I went home and found out what I could about the records. This also took me a few hours. I circled 12 or so as possible "sound investments." Yes, its true. I was planning to buy them and sell them on eBay. I'll admit it, I was hoping the store would sell them to me pretty cheap so I could make some money.
I returned two days later , and there was a different clerk there. I went back to my stack of records, and selected about a dozen. I took my records up front and the clerk gave them a real good once - over. He told me he would have to confer with his manager about what to sell these records for.( " A lot of these are from really obscure labels." he said) He also said " We've been having people take premium records from the front of the store and hide them in the back, then bring them up front and attempt to buy them cheap."(Was he calling me a thief, or just saying I may have inadvertently picked up some "premiums"?) This was not what I had done, the records I had found were in the back of the store, and that's where I placed them when I left two days earlier. He put the records in a brown paper bag and wrote my name on them. He told me the manager would be there in two days from now and would take a look at them. I could come in then and buy them. The guy seemed nice enough, and me being a nice guy thanked him and went on my way.
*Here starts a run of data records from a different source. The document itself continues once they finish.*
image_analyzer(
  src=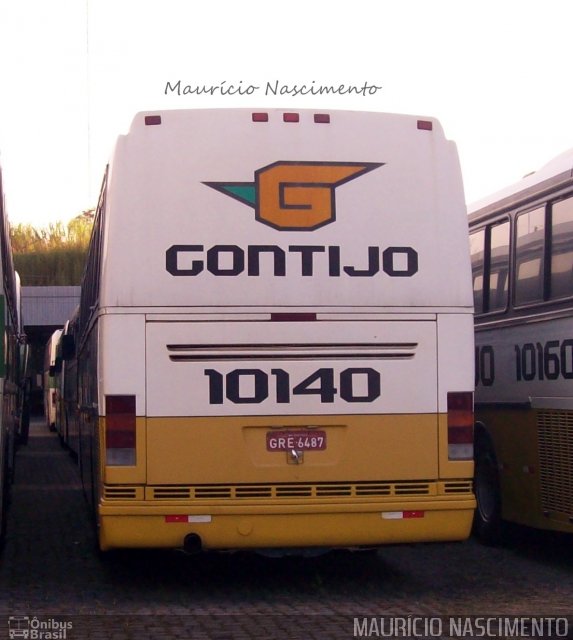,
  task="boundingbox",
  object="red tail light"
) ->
[105,396,136,466]
[448,391,474,460]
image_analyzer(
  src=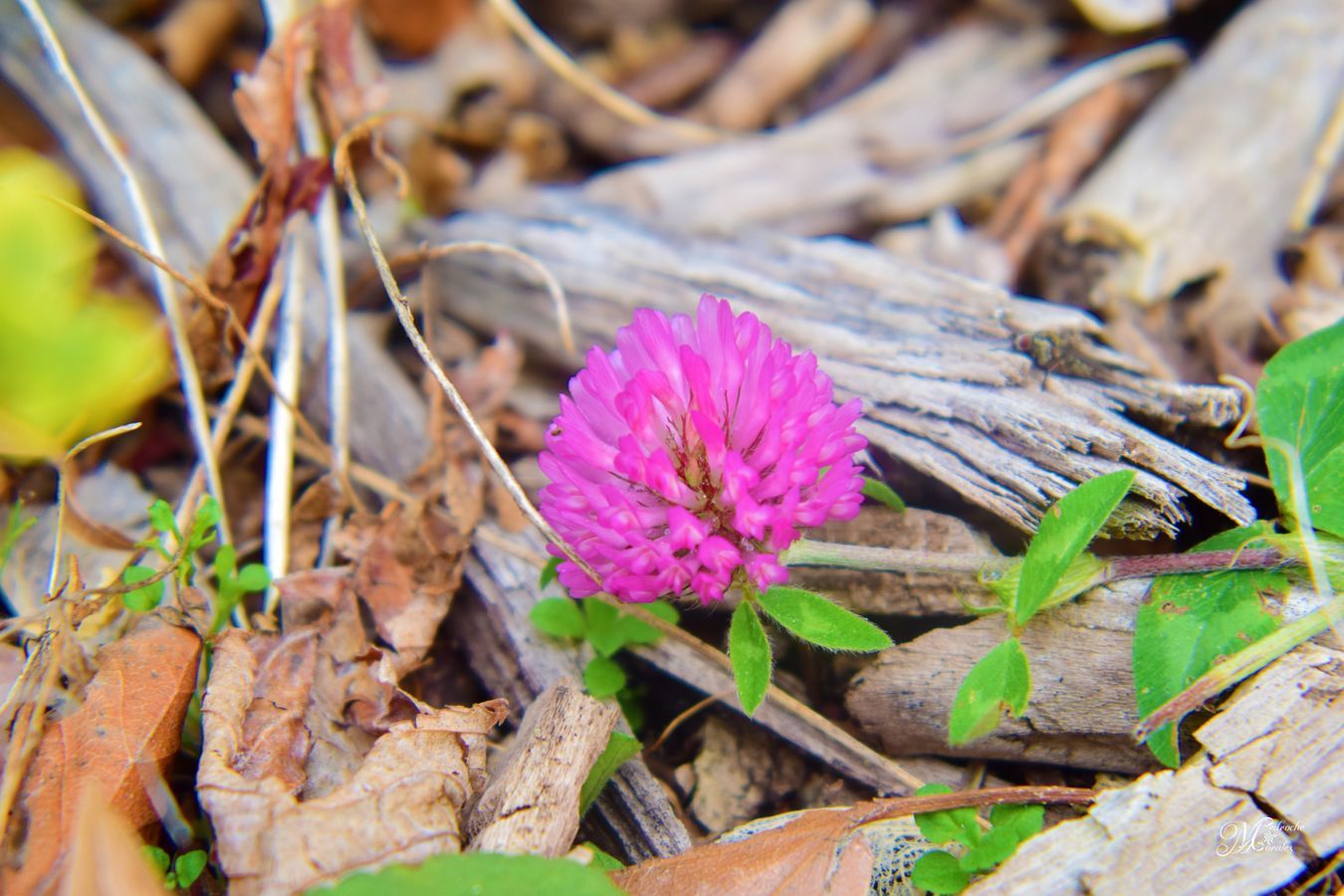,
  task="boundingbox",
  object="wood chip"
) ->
[468,681,621,857]
[967,643,1344,896]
To his credit, he gave me a free plastic record spacer just for asking.
When I got home, I had some sort of delayed anger attack. I couldn't get over the words " We've been having people take premium records from the front and hide them in the back." I hadn't done that. Was he saying I might be a thief?( The only other time this store had delayed selling me a record was years ago. I had found a Yma Sumac 45 with a beautiful gatefold cardboard cover. The clerk back then told me he'd have to ask his boss about that one, or he said I could buy it for 40 bucks. I declined paying 40 bucks.) It also angered me that I would have to turn around and drive all the way back there just to do something I should have been allowed to do when I brought the records to the counter.
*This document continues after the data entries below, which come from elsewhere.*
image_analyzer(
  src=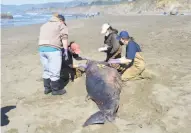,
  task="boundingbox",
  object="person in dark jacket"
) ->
[61,41,86,82]
[98,23,121,62]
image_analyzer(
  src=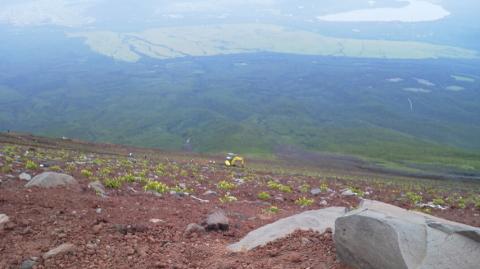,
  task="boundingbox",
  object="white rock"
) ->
[25,172,78,188]
[227,207,345,252]
[334,200,480,269]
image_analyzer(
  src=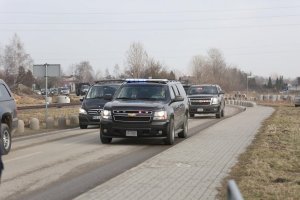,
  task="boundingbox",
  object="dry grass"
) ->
[13,94,80,137]
[219,106,300,199]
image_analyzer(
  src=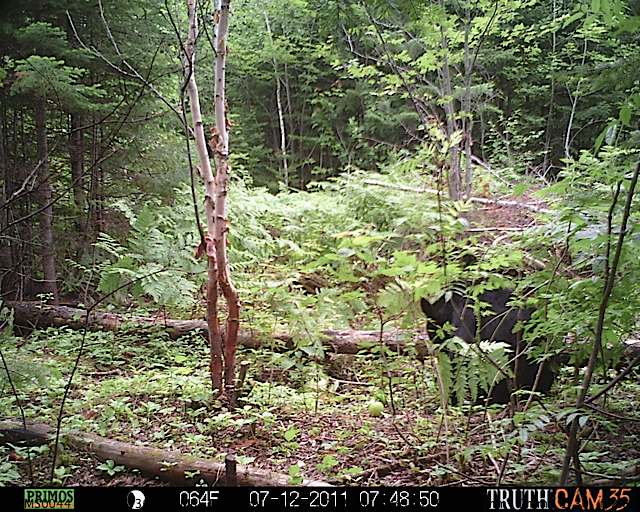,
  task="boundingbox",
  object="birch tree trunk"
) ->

I found myself becoming angry, with the growing sense that I had been mistreated. At home, I called the store and told the clerk who I was. I told him I wanted to contact his manager.He told me the manager did not have a cell phone and would be unreachable until two days from now, when he would be in the store. I told him that sending someone home to wait for a proper price, then having them come back, was crappy. I also told him I sure as hell didn't like him insinuating that I was a possible thief. "I'm sorry if you feel offended. I wasn't saying you might be be a thief." (Oh, really? Even if he was saying I might have inadvertently picked up some misplaced premium records, how was that my fault? ) He also told me that they sometimes delay sales to customers in this manner, so the manager can look at the records. I told him that was ridiculous and I should be able to buy the records while I'm there. I told him it was a major inconvenience. "Im sorry if you feel inconvenienced.." "FEEL inconvenienced? I was inconvenienced." "Well, I have to let the manager see records sometimes, and he wasnt here today."
"So what are YOU there for ?"
"Oh, I guess I should just quit my job then." he whined.
He'd already sent me home, sort of implied I was a thief, and now he was guilt tripping me. I fell for it and back pedaled, saying I was angry at management for setting this policy, not him.
The conversation went on a bit longer and he hung up on me saying something like " I have to help another customer."
So what should I make of this? Was I in the wrong for going home to check the records out and returning for the "stash" ? Was this a serious faux pas ? Had I done something bad ?
Or was did this place have a crappy way of doing business and a crappy clerk? I'd been going to this place for years, told friends about it, RECCOMENDED the place to other collectors. And now this?
As it now stands, I plan to go there in a few days and have a serious talk with that manager and ask for a really good deal on those records. I feel I've been done wrong.
Or have I ?
I didn't mean for this post to be a whole novel, but it just ended up that way.